La Macarena restera le tout dernier concept-car imaginé par Heuliez, qui tentera enfin de rebondir à cause du relatif insuccès de la Tigra TwinTop avec une petite voiture électrique urbaine, la Friendly, devenue la Mia Electric. Un concept que Jean-Marc Guillez adorait, mais qui n’a pas pris la direction qu’il souhaitait.

« J’ai quitté l’entreprise, la voiture était sur le point d’être finalisée. Quand je suis parti, un an après, elle était finalisée.  La société Mia Electric avait été décidée. On était 200, à comparer à une société où on était 3 000, et avec des structures de la société de 3 000. C’est tout le problème. Chaque fois qu’ils avaient des réunions pour prendre des décisions sur un détail, on était vingt autour d’une table. C’était pas possible. On avait tellement appris de choses avec le véhicule d’avant, il y avait des spécialistes pour chaque domaine, il y avait des spécialistes pour tout. A chaque fois qu’on avait une réunion, il y avait tous les spécialistes autour d’une table, ce n’était plus possible, je le sentais venir, c’est ça qui a été au départ du déclin d’Heuliez. On est devenus trop gros trop vite. Avec le recul, on a grossi trop vite, on n’a pas eu le résultat escompté. »

Les difficultés financières, les reprises et les promesses qui ont suivi n’ont rien arrangé. « Si l’entreprise avait été en bonne santé, on aurait pu continuer à faire d’autres voitures. Je suis parti au moment où l’entreprise n’était pas en bonne santé. J’étais affecté de partir dans ces conditions là, j’arrivais au terme de ma carrière. Je partais et je savais très bien que si je restais, ce n’était plus possible. Il fallait bien que ça se termine un jour. C’est un métier créatif, on créait tous les jours. C’était le charme du travail qu’on avait à faire. On allait partout, les dix dernières années, on voyageait partout pour aller chercher les contrats et suivre les contrats. On a eu des contrats avec Nissan au Japon, avec Kia en Corée, avec les Allemands, des Italiens, avec beaucoup de déplacements. »
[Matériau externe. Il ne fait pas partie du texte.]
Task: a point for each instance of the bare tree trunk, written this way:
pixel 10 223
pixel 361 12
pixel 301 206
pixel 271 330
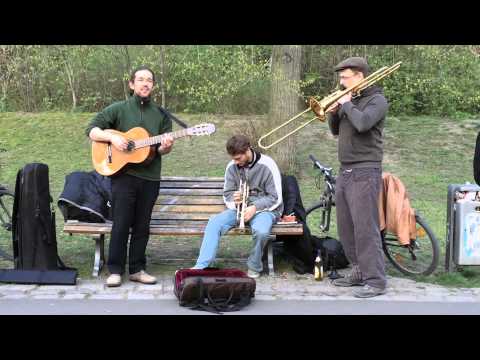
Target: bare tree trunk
pixel 285 101
pixel 162 73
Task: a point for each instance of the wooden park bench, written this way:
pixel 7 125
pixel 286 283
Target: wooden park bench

Un rythme subitement ralenti avec une retraite bien méritée, depuis 2010. Jean-Marc Guillez a tourné la page : « Je suis passé à autre chose, je suis devenu peintre. Maintenant, j’ai oublié, j’aime bien en reparler, mais je suis passé à autre chose. » Même si on ne met pas sous le tapis si facilement une telle carrière : Jean-Marc Guillez a été sollicité et a tenu une conférence au Musée auto-vélo de Châtellerault, qui héberge plusieurs voitures de l’ex-collection Heuliez. Et il a largement contribué à la remise en route du toit rétractable de la Macarena visible là-bas.

Aujourd’hui, Jean-Marc Guillez ne lit même plus un magazine automobile. Mais dans un coin de sa maison, le classeur de photos et quelques dessins qu’il a réalisés ne demandent qu’à être de nouveau « racontés ».